2. Any vehicle propelled by a rocket engine.
3. Propels bright light high in the sky, or used to propel a lifesaving line or harpoon; SYN. skyrocket.
Projectile driven by the reaction of gases produced by a fast-burning fuel. Unlike jet engines, which are also reaction engines, modern rockets carry their own oxygen supply to burn their fuel and do not require any surrounding atmosphere. For warfare, rocket heads carry an explosive device.
Rockets have been valued as fireworks over the last seven centuries, but their intensive development as a means of propulsion to high altitudes, carrying payloads, started only in the interwar years with the state-supported work in Germany (primarily by Wernher von Braun) and of Robert Hutchings Goddard (1882–1945) in the US. Being the only form of propulsion available that can function in a vacuum, rockets are essential to exploration in outer space. Multistage rockets have to be used, consisting of a number of rockets joined together.

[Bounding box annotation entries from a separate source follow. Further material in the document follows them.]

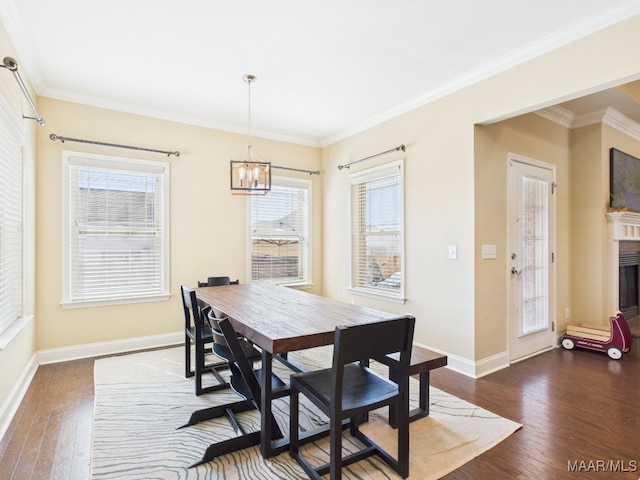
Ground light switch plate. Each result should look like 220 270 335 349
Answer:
482 245 496 260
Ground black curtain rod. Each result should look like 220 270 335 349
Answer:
49 133 180 157
271 165 320 175
338 145 405 170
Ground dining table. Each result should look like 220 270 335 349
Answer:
196 283 398 460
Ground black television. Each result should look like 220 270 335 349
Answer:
609 148 640 212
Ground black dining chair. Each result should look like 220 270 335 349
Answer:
198 277 240 287
289 315 415 480
180 285 229 395
198 277 261 362
180 318 289 468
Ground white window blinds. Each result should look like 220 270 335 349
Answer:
249 177 311 285
63 152 169 303
0 110 24 333
349 161 404 299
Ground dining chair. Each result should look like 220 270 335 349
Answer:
198 277 240 287
180 285 229 395
179 318 289 468
198 277 261 362
203 307 262 363
289 315 415 480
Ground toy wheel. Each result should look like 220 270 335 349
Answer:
607 347 622 360
562 337 576 350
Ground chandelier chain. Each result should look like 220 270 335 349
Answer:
247 77 253 148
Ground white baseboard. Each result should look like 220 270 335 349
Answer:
474 352 510 378
0 332 184 438
0 354 38 438
416 343 509 378
36 332 184 365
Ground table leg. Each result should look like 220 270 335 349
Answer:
260 348 273 458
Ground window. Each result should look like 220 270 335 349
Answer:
0 103 24 333
349 161 404 301
62 152 169 307
249 177 311 285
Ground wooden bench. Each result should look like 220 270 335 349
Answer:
377 345 447 428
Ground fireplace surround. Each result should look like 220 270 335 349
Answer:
607 212 640 319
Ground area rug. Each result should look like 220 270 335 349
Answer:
91 347 521 480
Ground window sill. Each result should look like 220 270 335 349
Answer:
60 293 171 309
347 287 407 304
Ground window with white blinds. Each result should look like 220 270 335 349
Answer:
63 152 169 307
249 177 311 285
0 104 24 333
349 161 404 301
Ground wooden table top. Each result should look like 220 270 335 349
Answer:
196 283 398 353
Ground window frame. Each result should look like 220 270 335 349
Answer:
247 176 313 287
347 159 406 303
61 150 171 308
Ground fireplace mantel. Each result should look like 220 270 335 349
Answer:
607 212 640 241
605 212 640 312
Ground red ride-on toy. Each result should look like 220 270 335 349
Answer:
560 312 633 360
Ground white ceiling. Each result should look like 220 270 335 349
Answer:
0 0 640 145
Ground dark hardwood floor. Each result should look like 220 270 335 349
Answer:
0 339 640 480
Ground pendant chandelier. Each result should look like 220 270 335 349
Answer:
230 75 271 195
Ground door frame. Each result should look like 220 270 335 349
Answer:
505 152 558 364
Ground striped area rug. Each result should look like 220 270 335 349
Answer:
91 347 521 480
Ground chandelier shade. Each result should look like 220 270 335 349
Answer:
230 75 271 195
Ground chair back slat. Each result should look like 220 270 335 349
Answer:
334 315 415 365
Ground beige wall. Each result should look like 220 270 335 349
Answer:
0 11 640 418
36 98 322 350
571 123 640 324
324 17 640 373
571 123 609 323
475 114 571 358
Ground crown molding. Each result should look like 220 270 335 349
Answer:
534 106 640 141
534 105 575 128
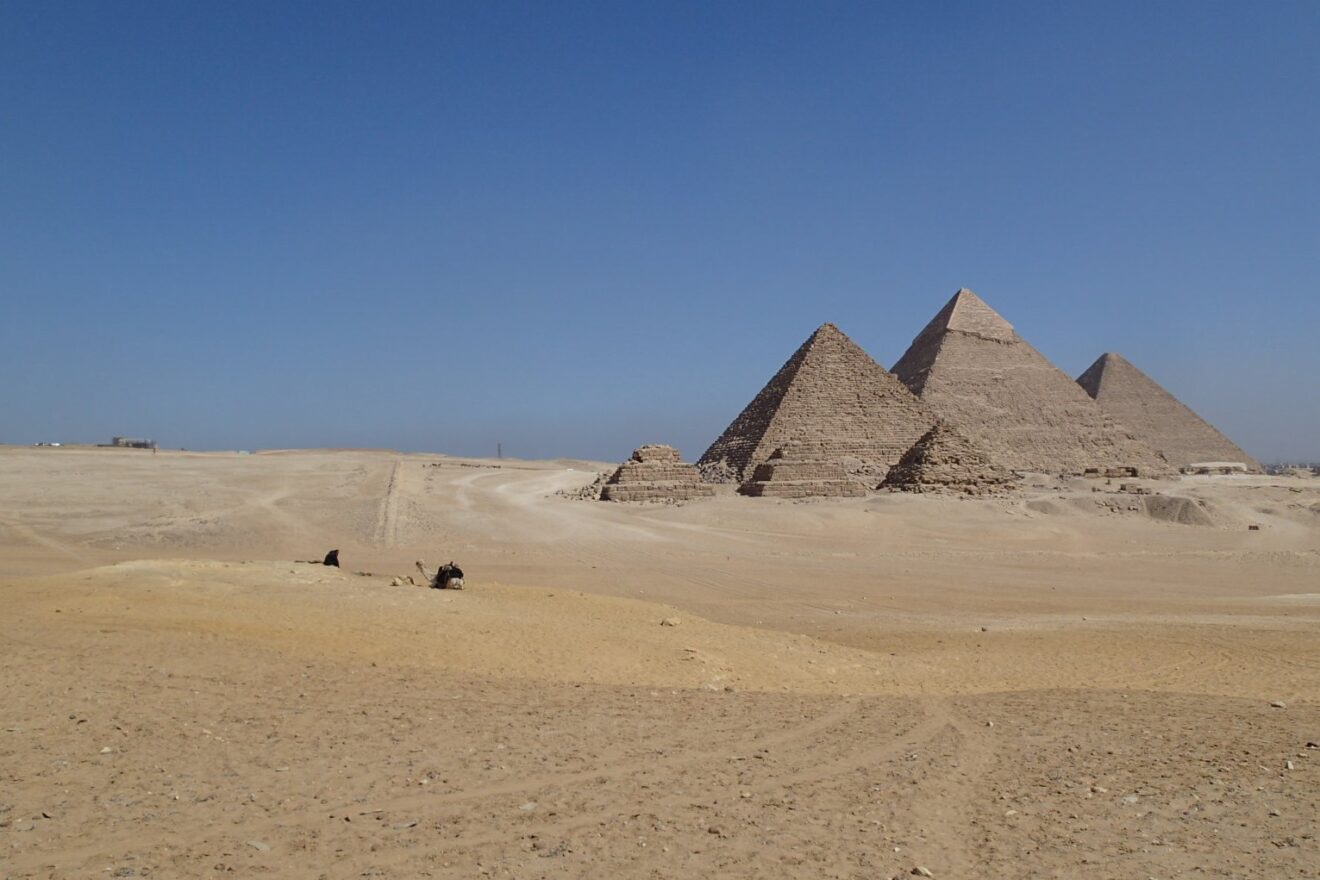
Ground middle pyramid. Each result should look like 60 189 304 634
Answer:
697 323 936 486
894 289 1168 474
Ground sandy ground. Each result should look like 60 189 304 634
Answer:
0 447 1320 880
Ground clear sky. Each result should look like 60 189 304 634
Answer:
0 0 1320 460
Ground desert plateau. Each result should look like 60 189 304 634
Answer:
0 447 1320 880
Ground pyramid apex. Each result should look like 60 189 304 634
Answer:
936 288 1015 340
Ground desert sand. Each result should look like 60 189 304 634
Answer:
0 447 1320 880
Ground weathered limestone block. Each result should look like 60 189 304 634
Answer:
601 445 715 501
879 424 1015 495
894 289 1170 474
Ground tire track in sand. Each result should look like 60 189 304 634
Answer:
372 460 404 548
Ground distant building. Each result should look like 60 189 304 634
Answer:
98 437 156 449
1183 462 1251 474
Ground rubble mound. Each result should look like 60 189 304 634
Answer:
879 424 1015 495
738 443 866 499
601 443 715 501
1143 495 1214 525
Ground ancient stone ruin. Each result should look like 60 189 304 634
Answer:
738 443 866 499
894 289 1170 474
879 422 1016 495
1077 352 1261 472
601 445 715 501
698 323 939 486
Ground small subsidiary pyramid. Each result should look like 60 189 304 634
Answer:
698 323 939 486
1077 352 1261 471
601 443 715 501
894 289 1168 474
879 422 1014 495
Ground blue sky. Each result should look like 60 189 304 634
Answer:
0 0 1320 460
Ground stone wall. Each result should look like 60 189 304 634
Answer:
601 445 715 501
880 424 1016 495
738 447 866 497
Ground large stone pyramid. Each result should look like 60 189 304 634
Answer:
698 323 939 486
894 289 1168 474
879 422 1015 495
1077 352 1261 471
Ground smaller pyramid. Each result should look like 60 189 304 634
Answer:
697 323 939 484
1077 352 1261 472
601 443 715 501
894 288 1168 474
879 422 1015 495
738 443 866 499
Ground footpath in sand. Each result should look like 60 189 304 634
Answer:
0 450 1320 877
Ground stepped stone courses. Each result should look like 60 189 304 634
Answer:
738 445 866 497
879 424 1015 495
894 289 1168 474
698 323 939 486
601 445 715 501
1077 352 1261 472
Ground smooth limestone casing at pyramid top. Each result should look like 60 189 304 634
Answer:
1077 352 1261 472
894 289 1170 474
698 323 939 486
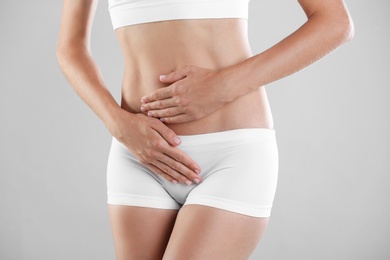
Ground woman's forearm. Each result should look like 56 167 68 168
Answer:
221 1 353 101
57 46 120 131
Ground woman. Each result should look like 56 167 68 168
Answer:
57 0 353 259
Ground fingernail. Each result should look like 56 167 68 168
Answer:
173 136 181 144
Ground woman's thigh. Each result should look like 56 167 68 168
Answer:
163 205 268 260
108 205 177 260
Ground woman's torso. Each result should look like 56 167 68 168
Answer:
116 19 273 135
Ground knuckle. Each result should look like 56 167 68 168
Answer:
162 109 172 117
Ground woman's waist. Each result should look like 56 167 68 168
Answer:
122 87 274 135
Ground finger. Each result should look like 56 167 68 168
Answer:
159 114 196 124
160 66 192 83
141 98 176 112
151 119 181 146
141 86 172 104
147 107 183 122
153 157 196 186
161 156 201 185
145 164 179 184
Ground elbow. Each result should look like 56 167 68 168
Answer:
340 15 355 43
332 10 355 45
56 44 68 69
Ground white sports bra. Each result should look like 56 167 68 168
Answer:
108 0 250 29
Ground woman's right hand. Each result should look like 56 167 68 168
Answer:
109 109 201 185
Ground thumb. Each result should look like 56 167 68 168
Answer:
155 122 181 146
160 67 193 83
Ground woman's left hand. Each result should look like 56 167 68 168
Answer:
141 66 229 124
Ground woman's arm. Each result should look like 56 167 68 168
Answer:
57 0 200 184
141 0 353 123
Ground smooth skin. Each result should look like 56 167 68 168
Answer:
57 0 353 260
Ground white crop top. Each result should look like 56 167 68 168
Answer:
108 0 250 29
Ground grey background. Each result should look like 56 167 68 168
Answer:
0 0 390 260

Two main kinds of rocket are used: one burns liquid propellants, the other solid propellants. The fireworks rocket uses gunpowder as a solid propellant. The space shuttle's solid rocket boosters use a mixture of powdered aluminum in a synthetic rubber binder. Most rockets, however, have liquid propellants, which are more powerful and easier to control. Liquid hydrogen and kerosene are common fuels, while liquid oxygen is the most common oxygen provider, or oxidizer. One of the biggest rockets ever built, the Saturn V moon rocket, was a three-stage design, standing 111 m/365 ft high, weighed more than 2,700 metric tons/3,000 tons on the launch pad, developed a takeoff thrust of some 3.4 million kg/7.5 million lb, and could place almost 140 metric tons/150 tons into low Earth orbit. In the early 1990s, the most powerful rocket system was the Soviet Energiya, capable of placing 100 metric tons/110 tons into low Earth orbit. The US space shuttle can put only 24 metric tons/26 tons into orbit.
To shoot up abruptly; SYN. skyrocket.